Groaning internally, I thought to myself, “Oh no – he is another one of those fanatics.” Dennis called me every few weeks to ask questions about the product they had just purchased. I did not have my commission check yet so I reluctantly went back to their home to answer their questions, more interested in closing the deal than any other further discussions about God. After arriving at their home, though, Dennis and Joyce witnessed to me.
This went on for a couple of months, being called to their home to answer policy questions – and the discussion turned to Jesus and the Bible. Dennis and Joyce were listening to the Lord as He told them to pursue me. They showed me picture books of Israel, videos, and even took me to one of their meetings, all in an effort to convince me that Jesus is the Jewish Messiah. I just wanted them to follow through with their purchase. On the other hand, they only wanted to be obedient to the Lord.
It was during this time period that I met a woman who took me to a home group. They sang the most beautiful, wonderful songs there. Only it was not a sing-a-long. It was worship. One song especially caught my attention: the words invited the Holy Spirit to come.

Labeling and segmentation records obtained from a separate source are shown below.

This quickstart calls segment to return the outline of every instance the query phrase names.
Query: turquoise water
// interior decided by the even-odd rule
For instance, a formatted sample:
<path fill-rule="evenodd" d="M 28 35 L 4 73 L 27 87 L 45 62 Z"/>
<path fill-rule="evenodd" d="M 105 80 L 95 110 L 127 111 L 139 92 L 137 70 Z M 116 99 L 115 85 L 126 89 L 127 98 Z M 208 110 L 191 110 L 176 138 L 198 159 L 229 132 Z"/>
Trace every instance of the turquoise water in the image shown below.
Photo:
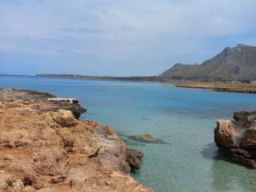
<path fill-rule="evenodd" d="M 214 143 L 214 128 L 234 110 L 256 109 L 256 94 L 177 88 L 170 84 L 0 76 L 0 87 L 74 97 L 82 119 L 113 126 L 121 135 L 150 134 L 170 145 L 129 140 L 145 153 L 134 178 L 156 192 L 256 191 L 255 170 L 236 164 Z"/>

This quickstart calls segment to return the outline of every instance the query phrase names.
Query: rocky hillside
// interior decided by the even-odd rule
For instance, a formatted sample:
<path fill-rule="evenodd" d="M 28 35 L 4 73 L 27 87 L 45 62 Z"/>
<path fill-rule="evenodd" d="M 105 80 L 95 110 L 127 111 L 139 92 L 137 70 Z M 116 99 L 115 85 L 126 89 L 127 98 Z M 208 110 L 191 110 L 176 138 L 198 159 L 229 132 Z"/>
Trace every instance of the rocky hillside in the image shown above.
<path fill-rule="evenodd" d="M 129 174 L 114 129 L 78 120 L 76 100 L 53 97 L 0 90 L 1 192 L 153 191 Z"/>
<path fill-rule="evenodd" d="M 202 64 L 176 64 L 161 77 L 200 81 L 256 79 L 256 47 L 238 44 L 226 47 Z"/>

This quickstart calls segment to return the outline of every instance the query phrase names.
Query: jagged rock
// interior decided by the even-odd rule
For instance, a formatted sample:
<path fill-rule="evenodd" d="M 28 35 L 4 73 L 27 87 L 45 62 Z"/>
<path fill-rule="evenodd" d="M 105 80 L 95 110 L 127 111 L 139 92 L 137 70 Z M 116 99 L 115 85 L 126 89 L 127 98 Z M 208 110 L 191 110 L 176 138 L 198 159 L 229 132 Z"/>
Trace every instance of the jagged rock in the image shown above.
<path fill-rule="evenodd" d="M 218 121 L 214 140 L 232 159 L 256 168 L 256 111 L 234 112 L 234 120 Z"/>
<path fill-rule="evenodd" d="M 0 98 L 27 94 L 4 92 Z M 127 174 L 126 146 L 113 128 L 54 105 L 0 102 L 1 192 L 153 191 Z"/>
<path fill-rule="evenodd" d="M 38 105 L 42 102 L 44 107 L 41 107 L 42 112 L 58 111 L 58 110 L 70 110 L 77 119 L 86 111 L 78 104 L 78 101 L 75 98 L 56 98 L 56 96 L 53 94 L 34 90 L 0 89 L 0 102 L 8 102 L 14 101 L 25 102 L 36 101 Z"/>
<path fill-rule="evenodd" d="M 139 170 L 144 154 L 140 150 L 126 149 L 126 161 L 131 168 Z"/>

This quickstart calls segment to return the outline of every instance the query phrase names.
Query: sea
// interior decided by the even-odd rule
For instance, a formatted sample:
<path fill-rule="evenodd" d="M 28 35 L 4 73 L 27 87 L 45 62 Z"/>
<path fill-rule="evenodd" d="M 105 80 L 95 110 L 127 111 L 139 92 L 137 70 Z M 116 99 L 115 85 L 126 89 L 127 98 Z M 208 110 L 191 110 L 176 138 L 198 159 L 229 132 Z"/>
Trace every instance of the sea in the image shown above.
<path fill-rule="evenodd" d="M 76 98 L 82 120 L 113 126 L 129 148 L 145 154 L 133 177 L 155 192 L 256 191 L 256 170 L 230 160 L 214 144 L 219 119 L 256 110 L 256 94 L 175 87 L 170 83 L 0 76 L 1 88 Z M 162 142 L 130 138 L 149 134 Z"/>

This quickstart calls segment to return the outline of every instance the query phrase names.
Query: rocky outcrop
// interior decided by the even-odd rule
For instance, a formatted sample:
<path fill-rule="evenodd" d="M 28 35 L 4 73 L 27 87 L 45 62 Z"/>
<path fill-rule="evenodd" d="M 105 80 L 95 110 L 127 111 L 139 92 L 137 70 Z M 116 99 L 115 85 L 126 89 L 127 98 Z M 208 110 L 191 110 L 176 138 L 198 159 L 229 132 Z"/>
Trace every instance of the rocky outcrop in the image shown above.
<path fill-rule="evenodd" d="M 58 110 L 71 110 L 74 118 L 78 119 L 80 115 L 86 111 L 78 104 L 77 100 L 58 99 L 56 96 L 34 90 L 18 90 L 14 89 L 0 89 L 0 102 L 43 102 L 41 112 Z M 52 99 L 49 99 L 52 98 Z M 54 99 L 53 99 L 54 98 Z M 70 102 L 71 101 L 71 102 Z"/>
<path fill-rule="evenodd" d="M 153 191 L 126 174 L 126 145 L 114 129 L 45 98 L 14 101 L 17 91 L 0 102 L 1 192 Z"/>
<path fill-rule="evenodd" d="M 214 140 L 232 159 L 256 168 L 256 111 L 234 112 L 234 120 L 218 121 Z"/>

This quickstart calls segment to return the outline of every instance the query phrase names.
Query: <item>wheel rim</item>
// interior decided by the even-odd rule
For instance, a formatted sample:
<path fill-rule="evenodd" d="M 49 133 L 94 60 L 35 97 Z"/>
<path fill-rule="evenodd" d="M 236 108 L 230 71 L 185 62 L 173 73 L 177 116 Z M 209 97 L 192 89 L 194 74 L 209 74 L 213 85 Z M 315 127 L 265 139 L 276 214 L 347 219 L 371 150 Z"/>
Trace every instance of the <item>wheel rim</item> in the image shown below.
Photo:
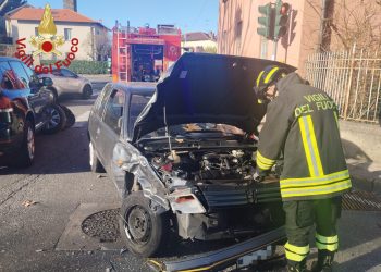
<path fill-rule="evenodd" d="M 60 113 L 53 108 L 48 108 L 47 113 L 49 114 L 49 122 L 47 123 L 47 128 L 51 129 L 57 127 L 61 122 Z"/>
<path fill-rule="evenodd" d="M 142 206 L 135 206 L 126 217 L 125 232 L 136 244 L 147 244 L 151 236 L 152 223 L 148 211 Z"/>
<path fill-rule="evenodd" d="M 88 145 L 88 150 L 89 150 L 89 164 L 90 164 L 90 166 L 93 166 L 94 150 L 93 150 L 93 145 L 91 145 L 91 143 Z"/>
<path fill-rule="evenodd" d="M 29 159 L 32 160 L 35 157 L 35 135 L 30 127 L 28 127 L 26 140 L 27 140 L 28 156 L 29 156 Z"/>

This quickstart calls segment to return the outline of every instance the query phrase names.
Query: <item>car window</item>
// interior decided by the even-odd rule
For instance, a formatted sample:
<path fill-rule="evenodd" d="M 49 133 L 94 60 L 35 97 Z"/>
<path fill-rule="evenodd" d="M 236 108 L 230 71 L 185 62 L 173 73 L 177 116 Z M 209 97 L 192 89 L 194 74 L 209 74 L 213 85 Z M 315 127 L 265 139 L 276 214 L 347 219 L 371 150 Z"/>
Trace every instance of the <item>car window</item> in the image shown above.
<path fill-rule="evenodd" d="M 128 112 L 128 134 L 131 135 L 134 129 L 134 124 L 137 116 L 143 111 L 144 107 L 148 103 L 150 97 L 142 95 L 132 95 L 130 100 L 130 112 Z"/>
<path fill-rule="evenodd" d="M 0 62 L 0 75 L 1 83 L 0 86 L 3 89 L 23 89 L 24 83 L 19 79 L 16 74 L 11 69 L 10 64 L 7 61 Z"/>
<path fill-rule="evenodd" d="M 118 127 L 118 121 L 123 116 L 124 102 L 124 91 L 114 89 L 106 104 L 103 122 L 116 134 L 121 132 L 121 128 Z"/>
<path fill-rule="evenodd" d="M 65 69 L 61 69 L 61 74 L 64 77 L 75 77 L 76 76 L 72 71 L 69 71 L 69 70 L 65 70 Z"/>
<path fill-rule="evenodd" d="M 10 61 L 9 63 L 13 70 L 14 74 L 22 83 L 20 88 L 21 89 L 27 88 L 29 86 L 29 77 L 26 74 L 22 63 L 19 61 Z"/>

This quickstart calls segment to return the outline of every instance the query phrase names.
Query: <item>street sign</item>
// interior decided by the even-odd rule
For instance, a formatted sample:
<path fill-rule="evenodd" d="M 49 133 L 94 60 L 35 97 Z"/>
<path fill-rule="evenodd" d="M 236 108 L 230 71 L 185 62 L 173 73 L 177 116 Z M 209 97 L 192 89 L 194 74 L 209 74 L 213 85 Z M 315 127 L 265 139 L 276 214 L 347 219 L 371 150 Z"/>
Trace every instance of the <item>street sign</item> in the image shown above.
<path fill-rule="evenodd" d="M 279 40 L 287 33 L 288 12 L 290 4 L 278 0 L 274 8 L 274 40 Z"/>
<path fill-rule="evenodd" d="M 257 28 L 257 33 L 268 39 L 272 39 L 272 9 L 271 3 L 259 5 L 258 7 L 259 13 L 262 15 L 261 17 L 258 17 L 258 23 L 260 27 Z"/>

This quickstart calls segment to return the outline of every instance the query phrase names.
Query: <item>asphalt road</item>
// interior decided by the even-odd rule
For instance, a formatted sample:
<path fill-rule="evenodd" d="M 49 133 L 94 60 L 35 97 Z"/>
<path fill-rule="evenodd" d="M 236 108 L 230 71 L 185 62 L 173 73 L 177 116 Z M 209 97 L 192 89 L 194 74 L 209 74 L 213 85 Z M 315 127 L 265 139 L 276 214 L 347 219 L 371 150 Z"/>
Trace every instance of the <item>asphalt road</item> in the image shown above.
<path fill-rule="evenodd" d="M 95 82 L 90 100 L 62 102 L 77 122 L 56 135 L 38 135 L 32 168 L 0 166 L 0 271 L 148 271 L 144 260 L 121 254 L 118 246 L 115 250 L 86 243 L 81 246 L 88 238 L 81 234 L 73 215 L 86 205 L 118 207 L 113 183 L 106 174 L 91 173 L 88 165 L 87 115 L 103 85 Z M 25 201 L 32 205 L 26 207 Z M 81 236 L 61 247 L 70 237 L 65 232 L 70 224 Z M 340 236 L 337 271 L 381 271 L 381 212 L 344 211 Z M 79 250 L 73 249 L 75 244 Z"/>

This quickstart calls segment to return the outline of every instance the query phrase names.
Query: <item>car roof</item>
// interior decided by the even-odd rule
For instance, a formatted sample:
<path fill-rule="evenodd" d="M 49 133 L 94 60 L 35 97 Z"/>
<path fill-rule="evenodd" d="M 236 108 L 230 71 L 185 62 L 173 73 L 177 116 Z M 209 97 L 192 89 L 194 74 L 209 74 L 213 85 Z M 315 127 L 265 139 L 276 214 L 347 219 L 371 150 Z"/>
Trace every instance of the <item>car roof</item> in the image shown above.
<path fill-rule="evenodd" d="M 114 88 L 121 88 L 125 92 L 132 95 L 153 95 L 156 83 L 132 82 L 132 83 L 114 83 Z"/>

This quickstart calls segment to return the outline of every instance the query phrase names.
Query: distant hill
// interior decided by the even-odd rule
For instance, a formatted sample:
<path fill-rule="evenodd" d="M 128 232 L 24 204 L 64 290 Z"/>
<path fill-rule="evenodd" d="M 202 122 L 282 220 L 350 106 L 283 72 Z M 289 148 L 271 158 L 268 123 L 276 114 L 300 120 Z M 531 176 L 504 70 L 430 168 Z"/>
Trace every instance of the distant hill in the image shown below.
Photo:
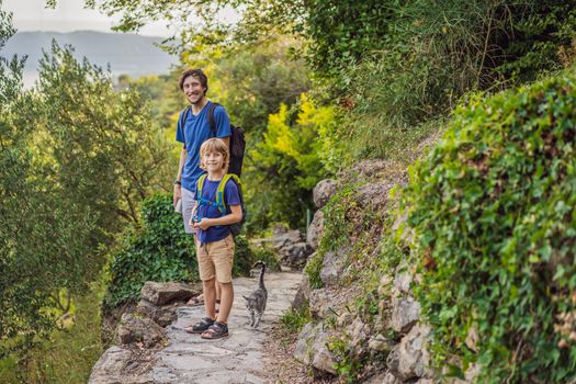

I returned two weeks later only to hear the same beautiful, compelling songs. When worship ended, I asked, “What is this Holy Spirit you people keep singing about?” The woman who owned the home answered me from across the living room. But the strangest thing happened. I watched her lips move. I heard the English words coming from her mouth speaking discernable sentences. She continued for several minutes. But I could not understand a thing she was saying – could not comprehend anything. It was as if something prevented me from understanding a single word.
Have you ever read that the Jews request a sign (1 Corinthians 1: 22)? While I could understand none of what she said, an unusual sensation overtook me and I knew something supernatural was happening to me. The sign my stubborn Jewish heart demanded and received was this: the Holy Spirit entered me and flooded me with His peaceful presence. I had asked for a definition of the Holy Spirit, and unable to hear her explanation, the Lord made sure the Holy Spirit met me right then and there. I was immediately introduced to the One they were singing about, the Holy Spirit. He was in me. And I was not even saved yet!
It had been thirteen years since my college roommate first told me about Jesus. It was eleven years since I had seen him. God, in His providence, kept putting more Christians in my path. Throughout all those years people kept telling me about a personal relationship with Jesus. All the reasoning in the world did not change my mind. But when the Holy Spirit came into me, I immediately began to realize God’s power as a result of His manifest presence.
However, my mind was like concrete – mixed up and well set. It took three more months of going to the home group and attending a church, before my deeply embedded traditions were overcome, and my heart completely melted. I accepted Jesus as my Savior in January of 1986. And after learning to submit more and more to Him as the years pass, I am living the best years of my life.